On an otherwise uneventful Sunday night, a milestone was reached in the application of AI to complex and concrete problems. Let’s recap for a second. OpenAI was founded by Elon Musk, the media’s favourite billionaire, and Sam Altman, president of Y Combinator. The company aims to promote friendly AI research to benefit humanity while avoiding the existential risks associated with it. As such, they have been trying to apply AI to an array of problems, and have even built an open source, free to contribute environment which provides several mini-games on which anyone can try to apply their algorithm and compare their results against the community’s.
In 2017, they decided to take on Dota 2, a highly-complex, strategy-heavy and, more importantly, team-based video game. Each of these properties is associated with common issues in AI research: highly-complex environment implies a set of possible “game states” is so large that it is impossible to fully explore; strategy-heavy implies that long-term and short-term investments must be balanced properly; finally, team-based implies collaboration between agents, possibly the most complicated of the listed issues.
In August 2017, the first milestone was reached, when OpenAI’s agent won multiple duels against professional players in a limited version of the game, where several features and characters were missing. Of course, the game is not meant to be played in such a scenario, and although the achievement was still considerable, it wasn’t yet enough. They continued improving their AI, and even started beating amateur teams in 2018. Finally, on Sunday the 5th of August, a major event was organised by OpenAI to test their current level. Many of the previously set restrictions were lifted, with more characters and features available. Most importantly, the game was now being played in teams of 5 players, with the humans all ranked in the top 99.5th percentile.
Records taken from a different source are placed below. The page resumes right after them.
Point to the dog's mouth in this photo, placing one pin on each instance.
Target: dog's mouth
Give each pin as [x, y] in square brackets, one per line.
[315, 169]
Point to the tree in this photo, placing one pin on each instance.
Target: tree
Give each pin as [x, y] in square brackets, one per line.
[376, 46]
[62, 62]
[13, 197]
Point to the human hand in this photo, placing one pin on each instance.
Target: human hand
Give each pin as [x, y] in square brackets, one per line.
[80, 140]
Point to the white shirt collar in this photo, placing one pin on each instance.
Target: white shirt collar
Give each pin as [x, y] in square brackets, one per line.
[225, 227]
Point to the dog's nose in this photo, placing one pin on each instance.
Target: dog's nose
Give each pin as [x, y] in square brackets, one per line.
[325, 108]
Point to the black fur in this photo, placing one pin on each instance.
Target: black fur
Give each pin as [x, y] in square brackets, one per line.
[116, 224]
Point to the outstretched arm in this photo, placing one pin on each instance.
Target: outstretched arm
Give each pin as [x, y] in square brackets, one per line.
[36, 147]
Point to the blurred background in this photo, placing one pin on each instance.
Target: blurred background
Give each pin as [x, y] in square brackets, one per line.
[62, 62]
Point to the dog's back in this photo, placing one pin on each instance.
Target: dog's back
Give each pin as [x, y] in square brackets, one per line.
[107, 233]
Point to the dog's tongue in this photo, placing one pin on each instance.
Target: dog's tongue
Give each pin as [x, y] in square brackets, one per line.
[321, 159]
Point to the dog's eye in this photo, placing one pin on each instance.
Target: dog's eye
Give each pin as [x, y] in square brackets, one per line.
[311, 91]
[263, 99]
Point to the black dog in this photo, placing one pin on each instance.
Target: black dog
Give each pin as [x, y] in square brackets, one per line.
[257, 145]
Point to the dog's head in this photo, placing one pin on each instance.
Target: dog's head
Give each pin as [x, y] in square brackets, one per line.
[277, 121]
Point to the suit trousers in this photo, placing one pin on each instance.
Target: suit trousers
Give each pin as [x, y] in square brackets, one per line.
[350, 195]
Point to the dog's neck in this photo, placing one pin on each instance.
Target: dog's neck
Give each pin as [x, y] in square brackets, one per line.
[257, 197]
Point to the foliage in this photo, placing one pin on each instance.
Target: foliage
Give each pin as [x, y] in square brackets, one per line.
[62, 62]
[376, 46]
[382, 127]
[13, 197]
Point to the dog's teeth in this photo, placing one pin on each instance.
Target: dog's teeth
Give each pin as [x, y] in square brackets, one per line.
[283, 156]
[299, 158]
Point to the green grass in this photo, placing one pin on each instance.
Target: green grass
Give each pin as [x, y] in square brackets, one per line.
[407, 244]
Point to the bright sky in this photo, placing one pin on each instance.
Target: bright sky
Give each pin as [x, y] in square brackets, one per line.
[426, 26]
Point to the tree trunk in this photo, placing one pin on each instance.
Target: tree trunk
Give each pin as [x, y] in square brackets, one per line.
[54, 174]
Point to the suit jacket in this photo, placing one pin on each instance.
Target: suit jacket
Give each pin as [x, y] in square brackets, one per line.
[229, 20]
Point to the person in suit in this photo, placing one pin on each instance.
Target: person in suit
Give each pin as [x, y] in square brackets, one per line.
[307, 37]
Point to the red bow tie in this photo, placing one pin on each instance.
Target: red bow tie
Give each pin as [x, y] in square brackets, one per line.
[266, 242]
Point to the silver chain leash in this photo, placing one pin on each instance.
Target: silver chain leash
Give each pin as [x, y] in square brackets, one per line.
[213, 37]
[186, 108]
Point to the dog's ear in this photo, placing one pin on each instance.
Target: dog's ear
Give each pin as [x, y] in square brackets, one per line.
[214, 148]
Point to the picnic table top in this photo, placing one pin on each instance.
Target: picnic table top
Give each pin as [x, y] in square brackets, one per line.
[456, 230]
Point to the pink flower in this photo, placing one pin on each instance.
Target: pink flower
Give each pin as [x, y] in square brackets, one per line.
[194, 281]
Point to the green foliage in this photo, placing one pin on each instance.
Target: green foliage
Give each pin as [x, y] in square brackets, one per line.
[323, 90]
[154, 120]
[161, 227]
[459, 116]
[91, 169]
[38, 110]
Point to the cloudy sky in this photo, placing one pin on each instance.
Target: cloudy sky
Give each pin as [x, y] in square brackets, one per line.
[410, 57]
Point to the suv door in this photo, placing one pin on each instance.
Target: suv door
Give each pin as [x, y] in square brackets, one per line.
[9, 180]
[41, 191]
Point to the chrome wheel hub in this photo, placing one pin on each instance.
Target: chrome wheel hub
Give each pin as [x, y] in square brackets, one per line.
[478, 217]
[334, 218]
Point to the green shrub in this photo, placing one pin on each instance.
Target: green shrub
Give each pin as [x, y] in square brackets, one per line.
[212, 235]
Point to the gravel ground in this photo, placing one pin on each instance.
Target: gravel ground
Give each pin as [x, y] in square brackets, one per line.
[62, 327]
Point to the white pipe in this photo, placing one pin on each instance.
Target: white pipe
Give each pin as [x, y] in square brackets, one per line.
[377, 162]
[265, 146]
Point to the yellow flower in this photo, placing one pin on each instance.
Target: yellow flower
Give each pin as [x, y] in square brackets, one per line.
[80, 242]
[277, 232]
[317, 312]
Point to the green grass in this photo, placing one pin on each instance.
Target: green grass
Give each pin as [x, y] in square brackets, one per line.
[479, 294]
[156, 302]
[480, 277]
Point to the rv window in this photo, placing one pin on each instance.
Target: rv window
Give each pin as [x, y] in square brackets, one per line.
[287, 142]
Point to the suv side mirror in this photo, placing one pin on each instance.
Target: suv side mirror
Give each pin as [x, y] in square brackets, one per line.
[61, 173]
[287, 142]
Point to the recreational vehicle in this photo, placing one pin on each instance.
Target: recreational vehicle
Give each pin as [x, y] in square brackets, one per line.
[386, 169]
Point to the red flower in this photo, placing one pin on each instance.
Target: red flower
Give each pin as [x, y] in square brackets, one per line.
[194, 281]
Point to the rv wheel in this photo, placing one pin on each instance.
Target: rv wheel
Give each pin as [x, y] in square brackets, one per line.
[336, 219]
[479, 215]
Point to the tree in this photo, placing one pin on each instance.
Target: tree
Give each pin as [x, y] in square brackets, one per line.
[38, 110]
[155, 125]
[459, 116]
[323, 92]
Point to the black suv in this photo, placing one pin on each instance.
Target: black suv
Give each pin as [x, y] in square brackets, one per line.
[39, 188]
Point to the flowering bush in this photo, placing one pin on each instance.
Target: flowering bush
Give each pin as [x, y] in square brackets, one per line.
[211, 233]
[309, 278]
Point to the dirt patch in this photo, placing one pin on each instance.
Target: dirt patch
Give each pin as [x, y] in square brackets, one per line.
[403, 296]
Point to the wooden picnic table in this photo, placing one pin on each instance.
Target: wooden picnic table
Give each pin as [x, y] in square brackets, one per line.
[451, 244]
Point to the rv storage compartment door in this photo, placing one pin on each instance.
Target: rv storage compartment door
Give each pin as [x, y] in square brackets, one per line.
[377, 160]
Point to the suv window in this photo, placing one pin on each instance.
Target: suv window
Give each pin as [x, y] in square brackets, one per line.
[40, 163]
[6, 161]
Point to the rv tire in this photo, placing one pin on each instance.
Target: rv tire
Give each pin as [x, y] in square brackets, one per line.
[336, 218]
Long story short, the professional players tried their best, and had some good moments, but overall were heavily defeated by the team of AIs. At points, the game was even becoming frustrating for the humans, with some admirable attacks being blocked, and even used against them. Only for the last game, after the humans conceded twice, the AI was given a heavy handicap in the form of a poor choice of characters, which lead to an easier, although still fought victory for the humans.
So, how did this happen? It turns out there is no magic recipe. Most of the techniques used by OpenAI are not novel and are actually well known in the reinforcement learning community. One of the main engineers even stated how she believes the community was not giving enough credit to these simple methods. It is quite common, especially in machine learning, to always search for more complex tools, instead of trying to refine those currently known, which is exactly what the engineers at OpenAI did. Refine, improve, and train over a large amount of time were the ingredients to the win, with the current agents training for the equivalent of 160 human years.
Video games should not be seen as just games, but rather as a safe environment to experiment.
Now, an important question that I personally hear a lot, and that you might be wondering, is: how is an AI learning to play a game of any use? One could say that it can be sold as a product for professional gamers to train on, after all the gaming industry is now extremely wealthy, but this is actually a short-sighted view. These developments are a lot more valuable; games should not, in this context, be seen as just a game, but rather as an environment which allows to easily train and test new algorithms without any danger or limitation. They are a sandbox; just like when teenagers drive for the first time in parking lots with their parents, or when a kid plays football against the wall by himself. These are not the real, complex environment of urban driving and 11-a-side games, but no one would ever question that the experience gained is useful.
In this light, Dota 2 offers several of the properties of real-world problems and as such, being able to achieve impressive results should be seen as a first large step into the safe use of AI in more general aspects of everyday life. At the end of the day, most of the role of AI in the future should be as assistant to humans and as such, now that we have proof that it is possible to train them to collaborate with each other, a natural step is to see if it is possible for them to efficiently collaborate with humans, implying different constraints such as less training time available, and adapted communication.